The crisis would not have a definitive end until a vaccine was readied — possibly not for another 18 months, Mr Cuomo said. In the meantime, he said, the decision to reopen businesses would be guided by public health and safety considerations.
“It’s going to be a phased reopening,” said Mr Cuomo, who has joined with six other north-eastern governors to co-ordinate their policies. “It’s going to be a calibrated reopening based on public health, safety, and reducing the infection rate.”
Businesses seeking to restart their activities would be judged based on two criteria, according to the governor: how essential their products and services are, and what risks they pose to further spread the virus.
Short of a vaccine, the key to reopening the economy will be widescale public testing for the coronavirus — something Mr Cuomo acknowledged was not yet feasible at the scale and volume necessary.
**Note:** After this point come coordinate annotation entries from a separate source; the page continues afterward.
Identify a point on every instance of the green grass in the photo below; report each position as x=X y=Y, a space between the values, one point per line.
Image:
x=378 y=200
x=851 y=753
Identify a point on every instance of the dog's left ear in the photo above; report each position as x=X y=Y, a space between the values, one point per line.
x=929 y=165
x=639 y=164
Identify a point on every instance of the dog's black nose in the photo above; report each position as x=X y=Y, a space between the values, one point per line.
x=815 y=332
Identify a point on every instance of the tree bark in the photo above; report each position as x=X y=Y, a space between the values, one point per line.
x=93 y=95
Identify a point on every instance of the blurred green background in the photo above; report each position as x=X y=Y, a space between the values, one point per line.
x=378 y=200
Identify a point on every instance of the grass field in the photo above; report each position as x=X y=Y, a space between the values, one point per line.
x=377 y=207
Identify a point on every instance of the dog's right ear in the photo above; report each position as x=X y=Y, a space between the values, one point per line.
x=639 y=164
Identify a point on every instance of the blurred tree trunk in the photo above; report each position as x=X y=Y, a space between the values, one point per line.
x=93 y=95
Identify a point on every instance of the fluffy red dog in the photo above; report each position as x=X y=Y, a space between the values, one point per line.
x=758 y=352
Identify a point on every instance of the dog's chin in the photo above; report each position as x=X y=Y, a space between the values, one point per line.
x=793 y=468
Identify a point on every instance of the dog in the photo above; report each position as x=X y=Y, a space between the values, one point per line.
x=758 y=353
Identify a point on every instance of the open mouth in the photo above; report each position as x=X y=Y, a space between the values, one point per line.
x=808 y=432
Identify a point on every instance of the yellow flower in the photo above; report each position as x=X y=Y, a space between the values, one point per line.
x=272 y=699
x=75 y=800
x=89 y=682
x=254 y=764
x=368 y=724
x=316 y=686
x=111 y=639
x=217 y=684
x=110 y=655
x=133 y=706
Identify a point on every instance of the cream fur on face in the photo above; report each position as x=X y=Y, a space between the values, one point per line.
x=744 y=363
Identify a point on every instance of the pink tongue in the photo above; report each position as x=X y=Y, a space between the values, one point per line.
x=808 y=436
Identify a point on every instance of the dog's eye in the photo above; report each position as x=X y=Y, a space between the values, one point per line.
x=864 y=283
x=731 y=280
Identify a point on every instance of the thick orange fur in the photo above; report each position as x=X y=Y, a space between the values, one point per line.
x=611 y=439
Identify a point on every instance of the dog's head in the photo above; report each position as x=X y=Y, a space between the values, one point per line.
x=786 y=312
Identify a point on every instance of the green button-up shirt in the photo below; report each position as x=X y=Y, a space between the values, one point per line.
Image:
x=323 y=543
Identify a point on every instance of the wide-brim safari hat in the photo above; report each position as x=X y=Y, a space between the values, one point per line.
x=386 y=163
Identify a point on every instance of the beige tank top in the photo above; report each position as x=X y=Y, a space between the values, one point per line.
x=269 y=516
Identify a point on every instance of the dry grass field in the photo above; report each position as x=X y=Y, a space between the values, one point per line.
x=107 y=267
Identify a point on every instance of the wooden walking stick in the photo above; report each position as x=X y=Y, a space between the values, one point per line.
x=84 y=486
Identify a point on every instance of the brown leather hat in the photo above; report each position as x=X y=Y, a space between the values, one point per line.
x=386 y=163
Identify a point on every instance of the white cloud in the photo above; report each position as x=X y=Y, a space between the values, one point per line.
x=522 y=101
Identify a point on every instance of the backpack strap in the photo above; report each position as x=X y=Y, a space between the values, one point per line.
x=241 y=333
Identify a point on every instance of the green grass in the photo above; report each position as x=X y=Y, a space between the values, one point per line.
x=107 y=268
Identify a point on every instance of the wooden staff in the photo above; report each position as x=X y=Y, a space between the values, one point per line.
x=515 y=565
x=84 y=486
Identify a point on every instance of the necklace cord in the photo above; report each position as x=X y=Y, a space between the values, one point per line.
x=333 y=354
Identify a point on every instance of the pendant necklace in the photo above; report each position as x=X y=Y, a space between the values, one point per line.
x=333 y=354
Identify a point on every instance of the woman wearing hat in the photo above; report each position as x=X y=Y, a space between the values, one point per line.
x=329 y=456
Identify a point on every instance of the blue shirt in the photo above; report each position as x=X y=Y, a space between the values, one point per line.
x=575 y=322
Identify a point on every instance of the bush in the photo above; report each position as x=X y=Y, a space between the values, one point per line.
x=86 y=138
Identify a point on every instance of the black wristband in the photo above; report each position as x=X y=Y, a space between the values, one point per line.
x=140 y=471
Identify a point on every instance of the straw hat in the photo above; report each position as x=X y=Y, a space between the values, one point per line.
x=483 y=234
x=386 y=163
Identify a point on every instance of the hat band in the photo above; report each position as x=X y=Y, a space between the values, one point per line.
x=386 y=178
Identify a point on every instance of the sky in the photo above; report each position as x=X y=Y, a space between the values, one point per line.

Much of the job would have to be done by private laboratories now fighting for limited supplies of testing materials that have become as sought-after as ventilators were in an earlier phase of the crisis, Mr Cuomo said.
“We can’t do it yet. That is the unvarnished truth,” Mr Cuomo said as he asked for the federal government’s help.
“The state governments are broke. That’s not just me — that’s every governor in the US,” he added.
Mr Cuomo’s plea came a day after an extraordinary back-and-forth between him and President Donald Trump over who had the constitutional authority to dictate the reopening of the economy. Mr Trump at one point derided state governors as mutineers and insisted his authority was “total”.
In response, Mr Cuomo likened Mr Trump to a would-be monarch, called his behaviour “schizophrenic”, and insisted that he would not allow his state to restart business activity if he believed it would risk public health.
As the country’s focus turned to mass testing, the governor called for greater co-operation and insisted he did not want to see a replay of the haphazard scramble for ventilators that pit states against one another and drove up prices for all.
“The answer on testing is not to repeat the mistakes of ventilators, which is 50 states competing against each other to buy testing capacity from private companies, and the federal government . . . also competing,” he said.
California’s governor on Tuesday outlined his criteria for easing lockdown measures in that state, which also emphasised the need for widespread testing as well as “contact tracing” — a system whereby those who have come in contact with a person who has tested positive can be alerted.